SENATOR JIM DEMINT has led a crusade against pork barrel spending during his tenure in office, successfully blocking the omnibus spending bill last winter, pushing for various lobbying reforms, and even chastising his fellow Republicans for some of their earmark indulgences. Most recently, he tried, for a second time, to enact immediate rules changes in the Senate that would require increased disclosure of earmarks. But Democrats attempted to steal his thunder almost two weeks ago with a "reform" of their own.
Democrats have been fighting DeMint's efforts from the very beginning. When the Senate was debating lobbying reform legislation back in January, DeMint proposed an amendment that called for increased transparency, since the original language of the bill only required about 2 percent of earmarks to be disclosed. DeMint's amendment required all earmarks in committee-passed bills to be clearly identified with the name of the senator requesting the earmark, the recipient of the earmark, the purpose, and a certification indicating no financial interests on the part of the senator or his or her spouse.
Senate Majority Leader Harry Reid wanted to table DeMint's amendment, but the Senate voted against this motion 46 to 51. The amendment then passed by a vote of 98-0. The overall bill the amendment was included in (S.1) passed the Senate by a vote of 96-2 on January 18. But the House has not introduced a version of the legislation yet, and according to one Democratic staffer, John Conyers, the chair of the House Judiciary Committee, probably won't have a bill out of committee and on the floor until sometime in May.

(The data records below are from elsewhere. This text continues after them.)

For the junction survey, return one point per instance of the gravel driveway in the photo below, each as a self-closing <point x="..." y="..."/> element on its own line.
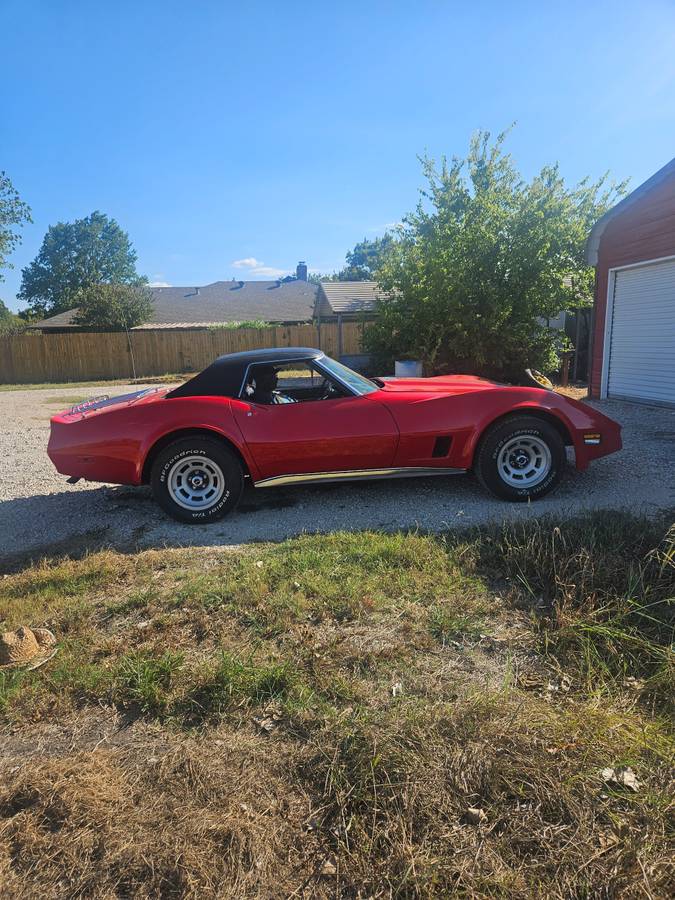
<point x="41" y="514"/>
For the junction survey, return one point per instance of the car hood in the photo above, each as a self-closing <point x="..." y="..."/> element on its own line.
<point x="105" y="403"/>
<point x="442" y="384"/>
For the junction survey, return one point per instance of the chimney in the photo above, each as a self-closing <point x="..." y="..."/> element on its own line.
<point x="301" y="271"/>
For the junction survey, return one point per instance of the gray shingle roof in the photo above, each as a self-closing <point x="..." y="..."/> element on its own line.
<point x="222" y="301"/>
<point x="348" y="297"/>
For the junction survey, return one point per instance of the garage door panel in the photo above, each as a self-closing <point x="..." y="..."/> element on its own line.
<point x="641" y="351"/>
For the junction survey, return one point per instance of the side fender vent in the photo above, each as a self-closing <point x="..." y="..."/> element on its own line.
<point x="442" y="446"/>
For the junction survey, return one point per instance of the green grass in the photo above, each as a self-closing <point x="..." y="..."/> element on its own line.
<point x="376" y="686"/>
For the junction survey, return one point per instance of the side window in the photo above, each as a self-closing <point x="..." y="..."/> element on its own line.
<point x="293" y="382"/>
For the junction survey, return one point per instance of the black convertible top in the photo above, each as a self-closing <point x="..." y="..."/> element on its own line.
<point x="225" y="376"/>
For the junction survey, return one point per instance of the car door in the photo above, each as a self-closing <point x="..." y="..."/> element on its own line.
<point x="340" y="433"/>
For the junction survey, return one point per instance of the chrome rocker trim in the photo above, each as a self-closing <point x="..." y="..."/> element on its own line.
<point x="355" y="475"/>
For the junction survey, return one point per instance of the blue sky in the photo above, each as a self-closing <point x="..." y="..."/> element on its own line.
<point x="268" y="132"/>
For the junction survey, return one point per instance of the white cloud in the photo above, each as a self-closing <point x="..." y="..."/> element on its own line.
<point x="249" y="262"/>
<point x="256" y="267"/>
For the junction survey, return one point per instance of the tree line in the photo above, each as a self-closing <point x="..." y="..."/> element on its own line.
<point x="471" y="275"/>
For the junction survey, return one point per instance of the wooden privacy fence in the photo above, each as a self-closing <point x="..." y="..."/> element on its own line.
<point x="35" y="358"/>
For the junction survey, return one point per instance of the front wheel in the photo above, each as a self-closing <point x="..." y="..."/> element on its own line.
<point x="521" y="459"/>
<point x="197" y="480"/>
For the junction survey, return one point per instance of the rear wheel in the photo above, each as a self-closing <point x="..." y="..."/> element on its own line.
<point x="521" y="458"/>
<point x="197" y="480"/>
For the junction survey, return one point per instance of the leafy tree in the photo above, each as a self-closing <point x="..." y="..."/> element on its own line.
<point x="114" y="307"/>
<point x="482" y="259"/>
<point x="14" y="213"/>
<point x="9" y="323"/>
<point x="75" y="256"/>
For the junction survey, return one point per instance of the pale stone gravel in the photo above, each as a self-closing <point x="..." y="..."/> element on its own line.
<point x="41" y="514"/>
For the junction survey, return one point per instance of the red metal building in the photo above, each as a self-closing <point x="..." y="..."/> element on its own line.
<point x="633" y="250"/>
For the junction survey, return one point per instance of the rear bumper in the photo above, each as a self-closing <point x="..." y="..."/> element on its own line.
<point x="94" y="460"/>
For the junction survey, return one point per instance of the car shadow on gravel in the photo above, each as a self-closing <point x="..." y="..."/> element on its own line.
<point x="75" y="521"/>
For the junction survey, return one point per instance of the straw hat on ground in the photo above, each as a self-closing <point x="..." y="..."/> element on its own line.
<point x="26" y="648"/>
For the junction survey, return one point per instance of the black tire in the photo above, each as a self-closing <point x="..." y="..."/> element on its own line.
<point x="203" y="458"/>
<point x="494" y="470"/>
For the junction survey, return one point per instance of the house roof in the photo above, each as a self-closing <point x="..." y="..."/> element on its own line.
<point x="222" y="301"/>
<point x="593" y="242"/>
<point x="348" y="297"/>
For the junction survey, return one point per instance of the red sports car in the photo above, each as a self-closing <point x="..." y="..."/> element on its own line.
<point x="295" y="416"/>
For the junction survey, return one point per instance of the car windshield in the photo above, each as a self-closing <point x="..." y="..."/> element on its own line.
<point x="356" y="382"/>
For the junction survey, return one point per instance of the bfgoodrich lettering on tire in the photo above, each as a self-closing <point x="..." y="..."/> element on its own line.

This isn't to say that House Democrats haven't made good on their initial proposals to curb corruption in Washington. The House altered its own rules with respect to earmarks a few days before DeMint proposed his original amendment and DeMint even referred to his legislation as the "DeMint-Pelosi" amendment. But this is a different matter entirely from the House passing some version of S.1.
DeMint had originally decided to push for the amendment instead of calling for a Senate rules change because it was his understanding that the House would be debating S.1 soon after its passage in the Senate. But with the Iraq war debate taking up much of the spring, the House put S.1 on the backburner. On March 29, DeMint tried to get unanimous consent on a resolution for a Senate rules change with the same language as the amendment. Democrats cried foul and blocked his request for unanimous consent (even though it had passed 98-0 as an amendment), claiming it was because he didn't give them advance notice.
Undeterred, DeMint tried again, this time writing to the Senate leadership on April 12 and making them aware of his intentions to seek unanimous consent on April 17. Senators Tom Coburn, Saxby Chambliss, Mike Enzi, and John Cornyn also signed the letter. DeMint addressed the floor of the Senate on the 12th, but Sen. Dick Durbin refused to allow unanimous consent and the resolution was shot down once again. But not before Sen. Byrd stole the show with his announcement that his committee would follow the spirit of DeMint's resolution. (Byrd was one of the 46 that voted to table DeMint's amendment in January.)
Byrd, along with appropriations committee ranking Republican Thad Cochran, sent out a memo adopting DeMint's language in appropriations committee guidelines. The catch, however, is that there is no legislative authority to hold the committee to its word. In essence, it is a voluntary regulation that legislators can't actually be punished for violating.
So if the Democratic Senate agrees to the spirit of DeMint's reforms, why won't they adopt them formally? One Byrd aide told me that DeMint's attempts to "short circuit the legislative process" and enact the S.1 in "piecemeal" fashion would have diluted the bill, though that seems a strange argument since the Senate had already unanimously approved the amendment, and the House has adopted the same changes in its rules. The Byrd aide also claimed that DeMint's resolution would have lead to different Senate committees adopting their own rules, but this, too, seems an unfounded worry. DeMint's inclusive resolution applied to earmarks in bills and joint resolutions "reported by a committee," "not reported by a committee," and conference reports--leaving very few loopholes. In fact, Byrd's letter seems to explicitly allow for committees to make their own rules, saying: "Until such time as S.1 is enacted into law, we encourage and anticipate that all other Committees that approve legislation that contain congressional earmarks will develop similar requirements."
It's a shame the Democratic leadership became so cagey about budgetary reform. DeMint's bite would have been much bigger than Byrd's bark.
Whitney Blake is an editorial assistant at THE WEEKLY STANDARD.